Старый граф поклонился и продолжал:
— Вашего отца называли Людовик Справедливый. Я прошу справедливости у его сына. За время малолетства вашего величества мы, жители провинций, пережили тяжелые времена Фронды: видели губернаторов-разорителей, интендантов жадных и продажных судей. Но я желал бы, чтобы сын Людовика Справедливого увидал собственными глазами, что мы вынуждены выносить сегодня! У нас нет личной безопасности, нет узды от вельмож, и никто не уважает права обывателей. Насилие вошло в обычай. Вассалы гибнут от тирании господ. Их убивают, грабят, требуют с них выкупа; честнейшие владельцы — это те, которые действуют обманом. Один барон разбойник, другой виконт убийца, третий князь просто режет людей. Нет дня, чтобы не был кто-нибудь убит. Пришел высказать вашему величеству, что если вы держите в одной руке скипетр, то в другой у вас — меч правосудия; милосердие прекрасно, но справедливость выше. Как государь, вы ответственны за последнего из подданных. И если находится золото на вышивке мундиров ваших дворян, то оно должно найтись для уплаты за верную службу. Я знаю, зачем существует эта придворная пышность и зачем многие стараются ее поддержать. Для эгоистов, для богачей, окружающих ваш трон, говорящих с вами, мало интересно положение обывателей, даже в нескольких милях от столицы подвергаемых грабежу и убиваемых за то только, что они — бедные и смирные люди. Голод и отчаяние народа далеки от людей, сидящих за обильными ужинами и слушающих песни своих любовниц. Они-то желают, чтобы наш великий король, в фимиаме лести и блеске празднеств, не разглядел печальную правду. Вашему величеству стоит только взглянуть, чтобы удостовериться в правдивости моих слов.
Взволнованный и рассерженный король встал и сделал несколько шагов по зале.
— Благодарю вас, граф, за искренность, — произнес он, — если фимиамы ослепили меня, то все же уши мои свободны и я выслушал вас. Теперь скажите, чего вы просите?
— Вы будете величайшим из королей, если дозволите вашим подданным так же свободно, как дозволили мне, выяснять нужды страны. А моя покорнейшая просьба состоит в заявлении, что из всех магнатов, тиранствующих в Савойе, один, который злодействами всех затмил и превзошел, называется графом Каспаром д'Эспиншалем и сеньором на Мессиаке.
— Он, граф Каспар д'Эспиншаль — злодей! — воскликнул король, сильно удивленный. — Это тот самый, что еще вчера являлся здесь с принцем де Гиз?
— Он самый, ваше величество.
— Что вы противу него имеете?
— Мне шестьдесят восемь лет и я никогда в жизни не солгал. Слушайте же: Каспар д'Эспиншаль велел убить или сам убил мещанина из Мессиака Шандора, обесчестив прежде его сестру.
— Что еще он сделал?
— Лет пять назад застрелил дворянина де Санти, который выиграл у него в кости пятьсот пистолей.
— Далее!
— За несколько месяцев перед своей женитьбой велел убить в башне Монтейль, в своем замке, своих любовниц, девушек Флорентину Шандор и Женевьеву Лангон.
Король сделался очень бледен.
— Однако же, это ужасные вещи! — произнес он.
— Каспар д'Эспиншаль замешан в деле исчезновения баронессы де Сент-Жермен, сестры кавалера Телемака де Сент-Беата, которая пропала так, что никто не знал, что с ней сделалось.
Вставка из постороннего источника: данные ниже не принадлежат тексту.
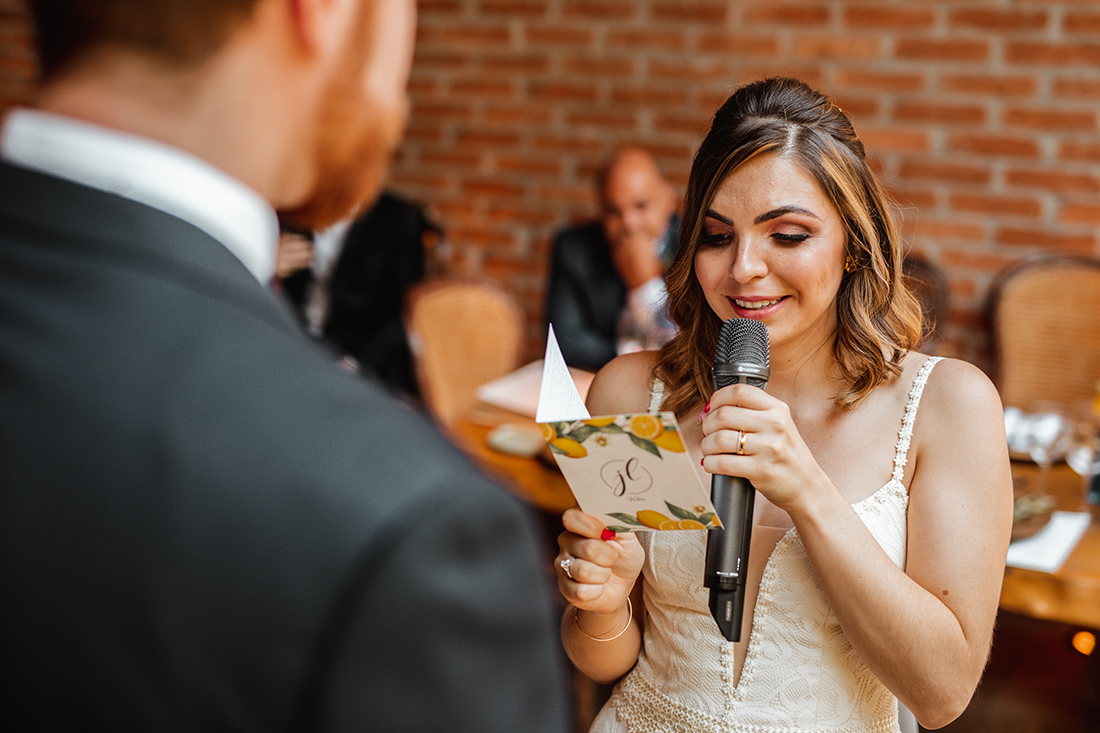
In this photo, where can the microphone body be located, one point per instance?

Он подверг пытке и едва не замучил Рауля де Легарда, дворянина, бывшего пажом у его жены, по одному пустому подозрению; де Легард избег смерти только потому, что успел бежать израненный и искалеченный.
— Это злодей!
— Да! Он отравил свою жену и после смерти велел отрубить ей голову. Эта несчастная женщина называлась Одилия де Шато-Моран и была моей единственной дочерью.
Старик зарыдал. Король был встревожен и, заикаясь, произнес:
— Каспар д'Эспиншаль присягнул мне в том, что жена его жива.